Microsoft’s Project Oxford unveils API for speaker recognition
Microsoft recently added voice biometrics to its online suite of software development tools.
The software giant has released an API that allows programmers to leverage speaker recognition algorithms that recognize a human’s voice in audio streams. In effect, the tool allow developers of mobile and PC apps to enable voice recognition capabilities for both speaker verification and speaker identification.
The speaker verification component of the tool can automatically verify and authenticate users from their voice or speech. It is tightly related to authentication scenarios and is often associated with a passphrase. The tool thus leverages a text-dependent approach, which means speakers need to choose a specific passphrase to use during both enrollment and verification phases.
The speaker identification component of the tool can automatically identify a person speaking in a given group of prospective speakers.
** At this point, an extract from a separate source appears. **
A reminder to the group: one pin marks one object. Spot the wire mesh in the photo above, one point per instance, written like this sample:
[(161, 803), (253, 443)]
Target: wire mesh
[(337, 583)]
The input audio is paired against the provided group of speakers, and in case there is a match found, the speaker’s identity is returned. It is text-independent, which means that there are no restrictions on what the speaker says during the enrollment and recognition phases.
This “speaker recognition” API is part of Microsoft’s cloud-based “machine learning platform” called Project Oxford, which also features speech processing and face recognition tools, along with other tools that process video, language and even emotion through face recognition. Some of the APIs include the same technology used in popular Microsoft software products and services.
“Our goal with speaker recognition is to help developers build intelligent authentication mechanisms capable of balancing between convenience and fraud,” stated Ryan Galgon, Senior Program Manager, Microsoft Technology and Research in a Microsoft-published technical blog.
He notes that “Project Oxford is just one instance of a broader class of work the company is pursuing around artificial intelligence, along with a vision for more personal computing experiences and enhanced productivity, aided by systems that increasingly can see, hear, speak, understand and even begin to reason.”
Project Oxford debuted last May at Build 2015, a developers’ conference held in San Francisco. The new project is designed to simplify processes involved with introducing complex and expensive technologies to mobile applications. As a consequence, the tool supports development and distribution of apps for iOS and Android platforms as well as various versions of the Windows OS. APIs within the project are being initially offered free in beta mode, to allow developers to evaluate the quality of the tools.